Render mode 3 means the textual content is drawn invisibly: a layer that OCR software program locations beneath the web page picture so the scan turns into searchable. The textual content is there, however solely as hidden characters. Distinguishing render mode 3 from native textual content issues: it’s the solely dependable solution to know whether or not a scanned web page already has a usable searchable layer or must be re-OCR’d.

Going additional: When typography varies inside a single line (a daring phrase in the course of a sentence, a coloured heading, a rotated label), capturing it requires taking place to the span degree. We introduce span-level extraction in part 3 of this text, as a result of some downstream phases (heading detection, itemizing aggregation throughout lengthy solutions) want it.

2.2. Photographs and full-page protection

Photographs come second as a result of they usually include textual content or crucial visible info that the RAG pipeline would in any other case lose. Logos establish the issuing celebration. Schematics describe techniques. Images doc proof. Tables exported as photographs carry knowledge.

For every embedded picture we report its displayed bounding field (in PDF factors), its intrinsic dimensions (in pixels), and a content material hash for deduplication. The picture can be extracted and persevered (S3 or native storage) so downstream phases can course of it.

A standard pitfall: web page.get_images() returns the intrinsic dimensions of every picture, not the world displayed on the web page. To compute true protection, use web page.get_image_info(), which returns the bounding field in PDF factors as rendered.

page_area = web page.rect.width * web page.rect.peak
max_coverage = 0.0
for information in web page.get_image_info():
    bbox = data["bbox"]
    img_area = (bbox[2] - bbox[0]) * (bbox[3] - bbox[1])
    max_coverage = max(max_coverage, img_area / page_area)
has_full_page_image = max_coverage >= 0.95

A web page the place one picture covers ≥ 95% of the floor is, with very excessive chance, a scanned web page. The 95% threshold is empirical: it tolerates the small margins a scanner provides across the web page edge with out catching pages that legitimately use a big hero picture inside a structure. Values from 90% to 99% all work in observe; tighten the edge in case your corpus has many full-bleed cowl pages, loosen it if scanners crop tightly.

2.3. Vector tables

Tables don’t chunk like working textual content. Naive linearization destroys cell semantics. The parsing stage flags their presence and placement; the precise structured extraction occurs in a follow-up adaptive-parsing cross that escalates to a layout-aware engine when fitz’s row guess seems unreliable.

PyMuPDF (since 1.23) detects vector tables, these constructed from drawn strains mixed with native textual content, through web page.find_tables(). The decision returns a TableFinder object whose .tables listing has one entry per detected desk: tables = web page.find_tables(); n_tables = len(tables.tables).

For scanned tables rendered as photographs, find_tables() gained’t hearth. Detection in that case requires visible instruments (Camelot, Docling, PaddleStructure), past this text’s scope.

2.4. Columns: left, proper, single, multi

Column detection is tough. Two-column layouts break the naive studying order: a analysis paper parsed with out column consciousness returns line 1 of column 1, then line 1 of column 2, then line 2 of column 1, and so forth, splicing sentences from totally different columns into noise. Three or extra columns make each cheap heuristic shaky.

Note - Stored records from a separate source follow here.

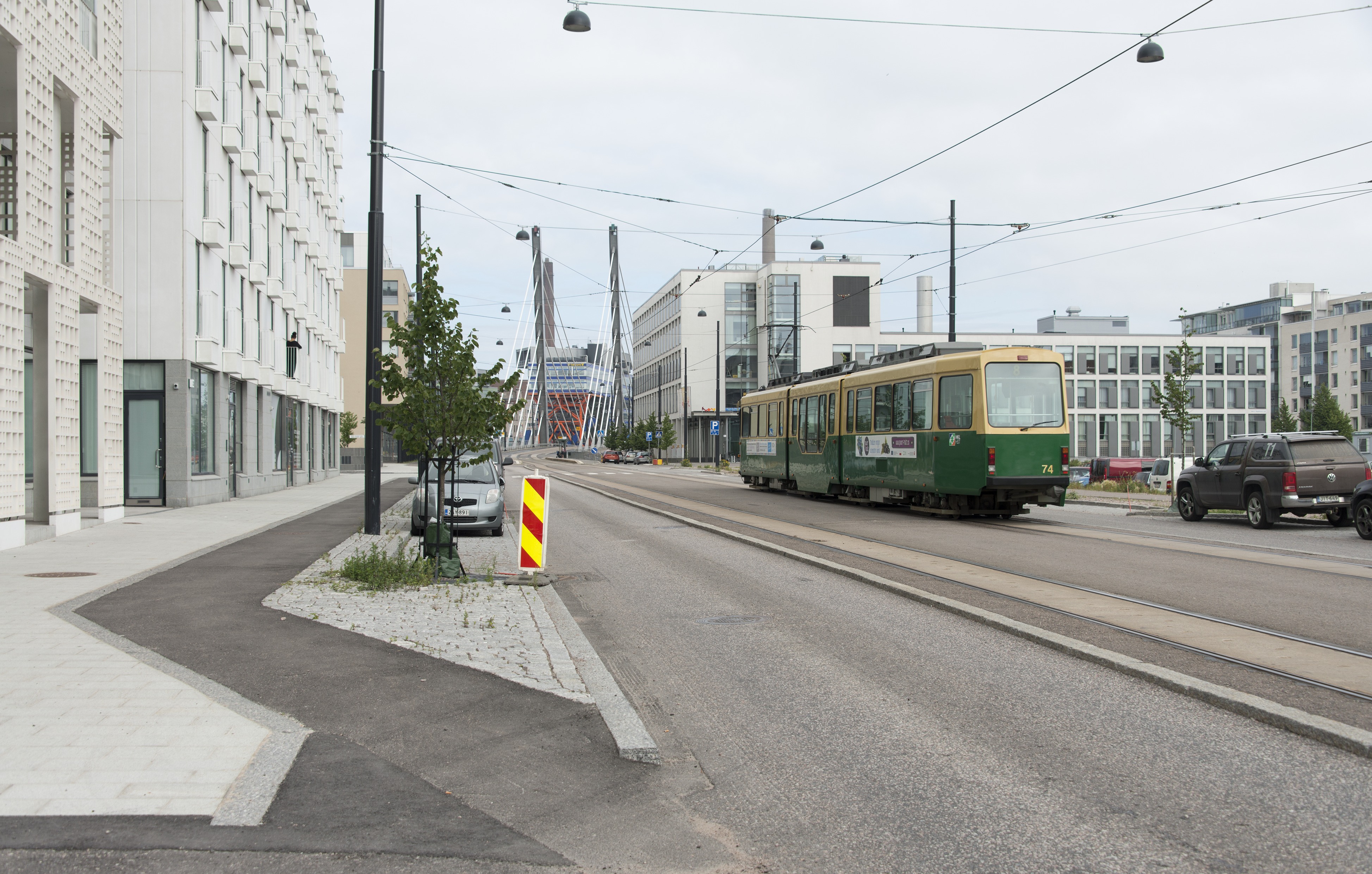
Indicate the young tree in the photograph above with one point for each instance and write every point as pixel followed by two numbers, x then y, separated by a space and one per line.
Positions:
pixel 1285 420
pixel 1326 415
pixel 1174 396
pixel 442 410
pixel 348 424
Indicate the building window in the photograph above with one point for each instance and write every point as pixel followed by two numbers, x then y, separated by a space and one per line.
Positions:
pixel 202 420
pixel 90 26
pixel 90 419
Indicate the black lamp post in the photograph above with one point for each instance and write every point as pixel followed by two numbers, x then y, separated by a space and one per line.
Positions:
pixel 375 254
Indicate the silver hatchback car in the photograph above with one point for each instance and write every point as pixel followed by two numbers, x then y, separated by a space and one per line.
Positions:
pixel 475 492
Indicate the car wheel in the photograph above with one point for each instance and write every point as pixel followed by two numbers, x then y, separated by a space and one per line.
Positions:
pixel 1257 510
pixel 1187 507
pixel 1363 519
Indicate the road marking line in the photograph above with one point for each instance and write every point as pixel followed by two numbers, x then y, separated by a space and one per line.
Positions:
pixel 1322 729
pixel 1308 660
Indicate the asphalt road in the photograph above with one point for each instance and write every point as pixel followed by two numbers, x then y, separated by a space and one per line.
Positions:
pixel 1318 605
pixel 852 731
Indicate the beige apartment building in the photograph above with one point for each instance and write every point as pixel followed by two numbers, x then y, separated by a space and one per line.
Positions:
pixel 396 302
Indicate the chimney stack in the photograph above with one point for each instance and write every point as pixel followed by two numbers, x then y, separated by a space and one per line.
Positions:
pixel 925 304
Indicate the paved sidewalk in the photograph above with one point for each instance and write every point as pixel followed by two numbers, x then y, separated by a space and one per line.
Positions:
pixel 88 728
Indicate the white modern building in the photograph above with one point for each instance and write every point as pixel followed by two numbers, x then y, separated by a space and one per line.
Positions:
pixel 1112 378
pixel 1330 344
pixel 228 226
pixel 61 316
pixel 726 331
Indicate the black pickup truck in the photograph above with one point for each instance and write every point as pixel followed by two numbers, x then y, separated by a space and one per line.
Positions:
pixel 1267 475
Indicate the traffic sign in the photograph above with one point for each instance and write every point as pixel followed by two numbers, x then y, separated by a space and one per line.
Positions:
pixel 533 529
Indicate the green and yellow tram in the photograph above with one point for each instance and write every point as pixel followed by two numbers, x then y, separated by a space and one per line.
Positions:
pixel 946 429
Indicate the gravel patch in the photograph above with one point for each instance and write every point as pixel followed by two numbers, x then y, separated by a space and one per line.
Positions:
pixel 478 622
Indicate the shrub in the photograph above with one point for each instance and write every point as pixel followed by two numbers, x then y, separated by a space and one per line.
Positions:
pixel 375 570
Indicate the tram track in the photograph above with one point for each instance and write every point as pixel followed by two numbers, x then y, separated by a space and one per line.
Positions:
pixel 1318 663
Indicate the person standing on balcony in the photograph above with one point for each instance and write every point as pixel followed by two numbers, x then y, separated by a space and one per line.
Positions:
pixel 293 350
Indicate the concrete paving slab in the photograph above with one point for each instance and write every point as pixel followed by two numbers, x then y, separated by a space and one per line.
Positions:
pixel 73 702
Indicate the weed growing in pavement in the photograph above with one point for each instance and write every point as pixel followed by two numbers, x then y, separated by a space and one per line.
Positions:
pixel 375 570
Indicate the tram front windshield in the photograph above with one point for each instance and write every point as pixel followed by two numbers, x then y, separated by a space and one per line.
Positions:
pixel 1024 394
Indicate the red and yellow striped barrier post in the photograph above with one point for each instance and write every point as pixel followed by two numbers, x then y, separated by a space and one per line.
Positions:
pixel 533 526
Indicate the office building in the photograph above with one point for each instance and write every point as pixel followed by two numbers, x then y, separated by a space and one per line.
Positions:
pixel 62 319
pixel 227 220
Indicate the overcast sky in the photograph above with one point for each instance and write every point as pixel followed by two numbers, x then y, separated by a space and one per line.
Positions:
pixel 748 113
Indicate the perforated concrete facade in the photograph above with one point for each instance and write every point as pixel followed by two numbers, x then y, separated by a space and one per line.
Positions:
pixel 60 128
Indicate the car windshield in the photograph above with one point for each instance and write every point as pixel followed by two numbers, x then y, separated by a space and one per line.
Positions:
pixel 1024 394
pixel 1324 450
pixel 482 473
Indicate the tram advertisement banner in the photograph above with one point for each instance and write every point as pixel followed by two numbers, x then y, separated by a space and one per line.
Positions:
pixel 762 448
pixel 886 447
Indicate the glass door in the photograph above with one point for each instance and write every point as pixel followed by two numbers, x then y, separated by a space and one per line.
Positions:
pixel 143 449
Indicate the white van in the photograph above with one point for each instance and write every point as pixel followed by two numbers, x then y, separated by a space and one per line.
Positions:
pixel 1163 475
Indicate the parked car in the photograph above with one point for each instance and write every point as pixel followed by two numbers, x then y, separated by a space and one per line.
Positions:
pixel 1160 476
pixel 474 494
pixel 1271 474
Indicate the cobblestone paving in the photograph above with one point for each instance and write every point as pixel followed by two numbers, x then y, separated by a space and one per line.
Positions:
pixel 479 622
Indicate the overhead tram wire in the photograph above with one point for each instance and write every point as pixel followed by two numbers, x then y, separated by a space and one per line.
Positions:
pixel 419 158
pixel 969 138
pixel 924 24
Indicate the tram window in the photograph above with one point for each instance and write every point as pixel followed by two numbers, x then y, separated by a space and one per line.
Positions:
pixel 881 408
pixel 901 408
pixel 1025 396
pixel 923 404
pixel 863 410
pixel 955 401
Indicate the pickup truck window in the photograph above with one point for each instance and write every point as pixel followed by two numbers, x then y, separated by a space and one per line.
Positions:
pixel 1326 450
pixel 1271 452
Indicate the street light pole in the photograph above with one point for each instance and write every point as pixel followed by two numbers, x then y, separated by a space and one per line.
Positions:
pixel 719 419
pixel 375 254
pixel 953 271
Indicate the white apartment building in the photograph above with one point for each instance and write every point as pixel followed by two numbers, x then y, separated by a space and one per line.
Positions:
pixel 1112 411
pixel 61 318
pixel 227 244
pixel 759 321
pixel 1330 344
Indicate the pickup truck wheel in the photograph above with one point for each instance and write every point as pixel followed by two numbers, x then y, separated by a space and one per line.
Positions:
pixel 1257 510
pixel 1187 507
pixel 1363 519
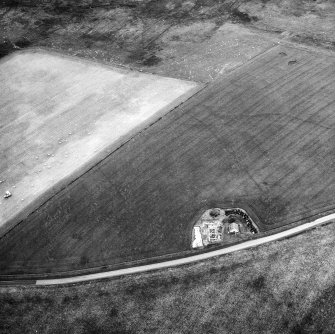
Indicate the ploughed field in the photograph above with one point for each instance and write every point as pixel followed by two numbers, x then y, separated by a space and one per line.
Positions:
pixel 261 138
pixel 59 115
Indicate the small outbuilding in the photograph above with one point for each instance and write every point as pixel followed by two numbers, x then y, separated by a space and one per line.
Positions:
pixel 233 228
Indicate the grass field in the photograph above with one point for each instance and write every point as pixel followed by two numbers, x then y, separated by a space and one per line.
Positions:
pixel 262 136
pixel 284 287
pixel 61 114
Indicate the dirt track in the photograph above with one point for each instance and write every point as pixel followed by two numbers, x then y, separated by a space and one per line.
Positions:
pixel 262 137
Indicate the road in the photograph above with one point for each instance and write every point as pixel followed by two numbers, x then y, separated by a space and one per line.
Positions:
pixel 187 260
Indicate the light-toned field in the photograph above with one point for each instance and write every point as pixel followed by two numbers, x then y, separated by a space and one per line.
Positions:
pixel 58 115
pixel 260 138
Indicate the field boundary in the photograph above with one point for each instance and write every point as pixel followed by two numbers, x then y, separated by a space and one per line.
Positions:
pixel 178 262
pixel 103 155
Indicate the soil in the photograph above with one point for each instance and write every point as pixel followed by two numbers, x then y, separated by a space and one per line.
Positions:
pixel 191 39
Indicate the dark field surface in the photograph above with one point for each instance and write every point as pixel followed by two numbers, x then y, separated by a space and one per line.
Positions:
pixel 261 137
pixel 286 287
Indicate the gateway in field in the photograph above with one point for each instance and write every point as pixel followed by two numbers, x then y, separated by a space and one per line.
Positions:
pixel 61 115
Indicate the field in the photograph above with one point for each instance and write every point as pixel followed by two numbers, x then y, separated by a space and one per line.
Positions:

The pragmatic transfer is to annotate every line with the place it sits horizontally slightly than attempt to get well an ideal studying order. We add a column_position area to line_df with 4 values:

single: the web page has one column.
left / proper: the web page has two columns; the road falls in a single or the opposite.
multi: the web page has three or extra columns; we flag it as an alternative of guessing.

The detection clusters the left edge of every line alongside the x-axis: in line_df that edge is bbox_x0, the x coordinate the place the road begins. A web page the place each line begins in roughly the identical horizontal band is single-column. A web page with two clear bands is two-column, and we break up strains by which band they fall into. The Consideration paper’s web page 4 will give us the actual numbers in part 4.2: x0 ≈ 148 for the left column, x0 ≈ 364 for the best one.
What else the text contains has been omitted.